In a letter to the House of Commons public safety committee, privacy commissioner Daniel Therrien warns the recent pronouncements from the Trump administration could mean intrusive searches — even at preclearance facilities in Canada.
In February, U.S. Homeland Security Secretary John Kelly suggested at a hearing that American officials could ask people entering the U.S. about the Internet sites they visit as well as passwords to help assess their online activities.
Kelly's proposal prompted an American coalition of human rights and civil liberties organizations and experts in security, technology and the law to express "deep concern."

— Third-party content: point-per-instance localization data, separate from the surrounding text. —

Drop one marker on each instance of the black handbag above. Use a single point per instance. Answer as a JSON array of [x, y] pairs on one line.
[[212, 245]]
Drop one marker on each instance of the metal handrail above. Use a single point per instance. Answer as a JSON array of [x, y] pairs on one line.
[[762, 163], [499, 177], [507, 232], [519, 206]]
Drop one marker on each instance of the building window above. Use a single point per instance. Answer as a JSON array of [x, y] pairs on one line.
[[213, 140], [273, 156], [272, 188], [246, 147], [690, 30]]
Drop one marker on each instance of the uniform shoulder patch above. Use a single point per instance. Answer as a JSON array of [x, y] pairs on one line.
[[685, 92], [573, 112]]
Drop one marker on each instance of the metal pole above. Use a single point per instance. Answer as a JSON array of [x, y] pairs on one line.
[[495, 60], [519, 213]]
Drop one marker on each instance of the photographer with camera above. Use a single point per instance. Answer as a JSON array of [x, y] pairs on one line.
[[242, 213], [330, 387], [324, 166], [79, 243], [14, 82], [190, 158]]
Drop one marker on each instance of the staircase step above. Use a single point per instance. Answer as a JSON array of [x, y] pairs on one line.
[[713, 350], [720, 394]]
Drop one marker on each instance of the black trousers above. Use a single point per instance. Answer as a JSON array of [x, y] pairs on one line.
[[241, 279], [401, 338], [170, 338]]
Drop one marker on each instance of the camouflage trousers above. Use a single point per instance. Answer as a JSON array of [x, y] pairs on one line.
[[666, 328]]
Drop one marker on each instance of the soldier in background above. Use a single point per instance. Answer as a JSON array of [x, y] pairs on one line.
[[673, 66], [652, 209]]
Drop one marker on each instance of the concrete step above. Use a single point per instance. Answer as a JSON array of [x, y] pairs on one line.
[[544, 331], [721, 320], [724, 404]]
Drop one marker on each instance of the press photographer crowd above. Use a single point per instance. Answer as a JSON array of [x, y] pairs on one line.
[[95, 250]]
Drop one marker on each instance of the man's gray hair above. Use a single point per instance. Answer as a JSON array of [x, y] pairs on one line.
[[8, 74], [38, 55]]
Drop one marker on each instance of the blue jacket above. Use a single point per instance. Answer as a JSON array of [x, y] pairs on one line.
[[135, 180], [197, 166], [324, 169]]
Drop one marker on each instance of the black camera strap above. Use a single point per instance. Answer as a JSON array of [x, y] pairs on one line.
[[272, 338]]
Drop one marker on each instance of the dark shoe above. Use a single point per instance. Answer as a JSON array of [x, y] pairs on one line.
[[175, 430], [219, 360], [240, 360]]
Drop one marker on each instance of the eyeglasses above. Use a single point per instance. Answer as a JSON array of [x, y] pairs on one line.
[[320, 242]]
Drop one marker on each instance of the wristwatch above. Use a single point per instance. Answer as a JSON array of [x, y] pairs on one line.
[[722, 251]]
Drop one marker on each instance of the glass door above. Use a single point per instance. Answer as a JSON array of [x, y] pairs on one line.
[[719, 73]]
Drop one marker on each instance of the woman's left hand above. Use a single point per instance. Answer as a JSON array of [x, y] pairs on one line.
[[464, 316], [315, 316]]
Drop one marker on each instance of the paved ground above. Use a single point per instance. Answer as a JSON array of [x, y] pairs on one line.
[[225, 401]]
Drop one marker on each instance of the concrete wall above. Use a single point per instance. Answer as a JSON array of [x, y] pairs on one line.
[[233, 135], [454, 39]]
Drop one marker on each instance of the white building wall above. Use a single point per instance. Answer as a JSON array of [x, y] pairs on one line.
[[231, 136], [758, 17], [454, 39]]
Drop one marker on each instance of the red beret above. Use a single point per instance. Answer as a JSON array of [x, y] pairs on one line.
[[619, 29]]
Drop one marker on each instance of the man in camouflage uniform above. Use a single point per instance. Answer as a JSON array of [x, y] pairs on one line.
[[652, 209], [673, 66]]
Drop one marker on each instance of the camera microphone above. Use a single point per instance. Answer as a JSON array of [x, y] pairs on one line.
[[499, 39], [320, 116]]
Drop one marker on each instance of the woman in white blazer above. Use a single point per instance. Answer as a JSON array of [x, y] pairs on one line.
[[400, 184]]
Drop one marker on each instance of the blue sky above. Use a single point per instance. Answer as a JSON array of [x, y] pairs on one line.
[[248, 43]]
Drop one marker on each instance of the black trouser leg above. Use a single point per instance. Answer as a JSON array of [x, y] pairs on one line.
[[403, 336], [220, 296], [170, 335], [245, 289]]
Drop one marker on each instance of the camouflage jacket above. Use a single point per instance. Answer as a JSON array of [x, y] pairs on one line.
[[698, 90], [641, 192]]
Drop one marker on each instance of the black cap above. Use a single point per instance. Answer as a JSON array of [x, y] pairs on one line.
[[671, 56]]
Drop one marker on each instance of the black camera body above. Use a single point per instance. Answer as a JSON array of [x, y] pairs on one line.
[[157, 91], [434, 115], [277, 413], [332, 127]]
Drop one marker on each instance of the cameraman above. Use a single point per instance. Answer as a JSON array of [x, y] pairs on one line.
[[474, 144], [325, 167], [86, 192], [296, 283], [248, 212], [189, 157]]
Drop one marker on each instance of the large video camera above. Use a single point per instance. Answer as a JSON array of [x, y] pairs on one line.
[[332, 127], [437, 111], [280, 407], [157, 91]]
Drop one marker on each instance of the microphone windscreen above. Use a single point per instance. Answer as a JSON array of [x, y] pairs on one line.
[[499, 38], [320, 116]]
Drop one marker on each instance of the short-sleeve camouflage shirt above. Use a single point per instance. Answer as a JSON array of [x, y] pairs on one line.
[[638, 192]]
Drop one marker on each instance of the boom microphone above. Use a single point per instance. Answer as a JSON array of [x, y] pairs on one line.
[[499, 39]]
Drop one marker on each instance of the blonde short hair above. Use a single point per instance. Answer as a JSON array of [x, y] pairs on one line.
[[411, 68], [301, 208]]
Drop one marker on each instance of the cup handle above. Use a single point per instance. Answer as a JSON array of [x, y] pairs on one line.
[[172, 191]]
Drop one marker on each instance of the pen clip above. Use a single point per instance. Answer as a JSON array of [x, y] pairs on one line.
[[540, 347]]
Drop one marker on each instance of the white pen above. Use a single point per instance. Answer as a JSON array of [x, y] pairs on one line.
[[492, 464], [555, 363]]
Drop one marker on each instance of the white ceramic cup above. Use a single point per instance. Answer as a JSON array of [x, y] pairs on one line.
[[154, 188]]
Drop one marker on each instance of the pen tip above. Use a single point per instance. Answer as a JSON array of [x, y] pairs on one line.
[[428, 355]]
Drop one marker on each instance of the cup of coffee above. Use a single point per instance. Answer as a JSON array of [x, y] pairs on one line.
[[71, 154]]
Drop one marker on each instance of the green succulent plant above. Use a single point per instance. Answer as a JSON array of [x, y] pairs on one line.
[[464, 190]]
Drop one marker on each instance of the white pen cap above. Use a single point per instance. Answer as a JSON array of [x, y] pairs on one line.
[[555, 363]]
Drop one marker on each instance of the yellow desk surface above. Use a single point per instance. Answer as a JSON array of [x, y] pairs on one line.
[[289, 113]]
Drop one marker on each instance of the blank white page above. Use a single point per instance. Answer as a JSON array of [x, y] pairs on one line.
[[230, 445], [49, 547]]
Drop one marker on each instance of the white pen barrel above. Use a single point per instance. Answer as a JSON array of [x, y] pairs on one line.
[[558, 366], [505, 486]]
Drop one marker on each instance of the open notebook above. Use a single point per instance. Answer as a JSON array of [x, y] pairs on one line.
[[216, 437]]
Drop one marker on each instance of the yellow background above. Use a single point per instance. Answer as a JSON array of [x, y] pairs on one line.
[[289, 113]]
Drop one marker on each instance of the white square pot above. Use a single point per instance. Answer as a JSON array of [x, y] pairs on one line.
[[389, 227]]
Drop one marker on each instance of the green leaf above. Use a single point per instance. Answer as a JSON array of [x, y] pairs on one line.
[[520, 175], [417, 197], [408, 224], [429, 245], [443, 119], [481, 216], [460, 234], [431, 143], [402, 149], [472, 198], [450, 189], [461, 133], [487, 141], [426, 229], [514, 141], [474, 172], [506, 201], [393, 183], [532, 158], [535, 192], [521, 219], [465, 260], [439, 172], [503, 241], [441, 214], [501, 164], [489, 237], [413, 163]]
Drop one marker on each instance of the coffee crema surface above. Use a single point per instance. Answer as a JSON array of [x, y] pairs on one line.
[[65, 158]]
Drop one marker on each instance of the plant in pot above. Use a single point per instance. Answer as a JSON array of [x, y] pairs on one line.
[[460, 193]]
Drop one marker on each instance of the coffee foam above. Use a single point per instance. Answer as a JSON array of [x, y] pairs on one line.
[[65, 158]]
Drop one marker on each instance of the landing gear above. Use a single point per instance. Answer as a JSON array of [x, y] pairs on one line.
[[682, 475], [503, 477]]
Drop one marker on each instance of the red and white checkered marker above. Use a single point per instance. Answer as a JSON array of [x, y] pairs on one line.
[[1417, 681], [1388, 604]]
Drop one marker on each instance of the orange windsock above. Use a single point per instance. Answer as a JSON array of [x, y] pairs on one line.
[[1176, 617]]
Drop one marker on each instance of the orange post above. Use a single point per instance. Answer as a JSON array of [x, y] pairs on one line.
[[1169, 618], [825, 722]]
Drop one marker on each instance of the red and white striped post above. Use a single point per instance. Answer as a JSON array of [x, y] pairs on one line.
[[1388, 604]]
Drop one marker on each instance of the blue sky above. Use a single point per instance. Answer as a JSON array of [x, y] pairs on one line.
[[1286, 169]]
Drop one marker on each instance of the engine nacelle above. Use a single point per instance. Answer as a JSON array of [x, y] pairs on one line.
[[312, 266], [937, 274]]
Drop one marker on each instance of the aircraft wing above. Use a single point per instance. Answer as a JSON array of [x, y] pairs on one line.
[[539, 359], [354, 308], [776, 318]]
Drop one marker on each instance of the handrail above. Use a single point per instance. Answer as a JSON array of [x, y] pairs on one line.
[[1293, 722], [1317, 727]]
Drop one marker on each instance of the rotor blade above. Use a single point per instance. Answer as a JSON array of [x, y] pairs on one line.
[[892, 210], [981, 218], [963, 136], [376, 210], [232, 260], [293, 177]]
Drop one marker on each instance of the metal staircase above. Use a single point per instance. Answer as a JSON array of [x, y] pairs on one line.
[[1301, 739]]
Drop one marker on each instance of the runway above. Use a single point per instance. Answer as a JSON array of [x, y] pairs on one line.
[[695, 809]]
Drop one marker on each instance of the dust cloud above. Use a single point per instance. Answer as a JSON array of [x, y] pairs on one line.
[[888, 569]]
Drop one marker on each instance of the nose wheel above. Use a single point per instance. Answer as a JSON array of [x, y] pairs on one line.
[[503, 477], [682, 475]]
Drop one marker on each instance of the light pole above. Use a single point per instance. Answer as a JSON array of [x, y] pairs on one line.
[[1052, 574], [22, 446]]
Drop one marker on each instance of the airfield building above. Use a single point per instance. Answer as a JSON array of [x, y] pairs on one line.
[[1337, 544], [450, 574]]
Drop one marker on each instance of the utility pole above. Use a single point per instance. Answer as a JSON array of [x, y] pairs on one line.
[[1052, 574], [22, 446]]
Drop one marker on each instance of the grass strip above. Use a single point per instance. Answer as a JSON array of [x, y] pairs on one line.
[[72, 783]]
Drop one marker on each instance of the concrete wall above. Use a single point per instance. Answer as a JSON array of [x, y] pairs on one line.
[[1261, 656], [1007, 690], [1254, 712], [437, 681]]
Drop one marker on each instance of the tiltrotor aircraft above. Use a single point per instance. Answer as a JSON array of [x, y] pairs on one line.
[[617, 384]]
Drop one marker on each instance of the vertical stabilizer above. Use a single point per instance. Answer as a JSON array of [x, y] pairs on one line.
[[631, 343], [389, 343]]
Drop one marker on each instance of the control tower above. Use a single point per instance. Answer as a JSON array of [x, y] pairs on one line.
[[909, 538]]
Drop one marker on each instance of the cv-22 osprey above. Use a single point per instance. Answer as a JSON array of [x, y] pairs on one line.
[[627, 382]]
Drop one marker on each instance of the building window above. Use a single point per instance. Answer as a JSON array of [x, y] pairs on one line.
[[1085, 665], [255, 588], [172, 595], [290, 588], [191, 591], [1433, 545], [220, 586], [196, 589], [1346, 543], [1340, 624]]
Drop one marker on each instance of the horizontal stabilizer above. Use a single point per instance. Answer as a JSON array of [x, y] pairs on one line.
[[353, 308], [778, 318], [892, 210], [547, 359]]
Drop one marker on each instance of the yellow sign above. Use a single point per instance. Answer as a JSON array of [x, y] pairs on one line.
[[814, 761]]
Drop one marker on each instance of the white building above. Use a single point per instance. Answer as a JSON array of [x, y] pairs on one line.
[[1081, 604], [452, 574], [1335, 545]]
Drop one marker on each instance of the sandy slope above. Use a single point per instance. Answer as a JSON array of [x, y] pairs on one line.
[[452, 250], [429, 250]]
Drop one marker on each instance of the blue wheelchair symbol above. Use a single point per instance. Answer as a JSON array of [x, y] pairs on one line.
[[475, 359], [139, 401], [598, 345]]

The Wall Street Journal reported last month that visitors to the U.S. could be forced to provide cellphone contacts and social-media passwords.
Currently, passengers flying to American cities through eight major Canadian airports can be precleared there by U.S. Customs and Border Protection officers.
The Commons public safety committee is studying legislation that would expand preclearance operations.
Under the bill, U.S. searches at preclearance facilities would be governed by Canadian law, including the Charter of Rights and Freedoms.
But Therrien says those protections appear to be hollow because they could not be enforced in court due to immunity provisions that significantly limit access to civil remedies for the actions of U.S. border officers carrying out preclearance duties.
In many situations, Therrien says in the letter, "it would appear that Canadians who wish to enter the U.S. will, at preclearance locations in Canada as well as at border points in the U.S., have to face the difficult choice of either accepting a search without grounds or forgoing their wish to travel to the U.S."
Under long-standing plans, preclearance is being expanded to Billy Bishop Toronto City Airport and Quebec City's Jean Lesage International Airport, as well as for rail service in Montreal and Vancouver.
In March, Canada and the U.S. agreed to bring preclearance to other, unspecified locations.
The Liberal government says the preclearance arrangements would strengthen security and prosperity while ensuring respect for the sovereignty of both countries.
Efforts to move people and goods across the 49th parallel more quickly and efficiently have unfolded against a backdrop of uncertainty following Donald Trump's election in November.
The Nexus trusted-traveller cards of about 200 Canadian permanent residents were suddenly cancelled after Trump issued an executive immigration order banning visitors from several largely Muslim countries.
There have also been reports of minorities from Canada being turned away at the U.S. border.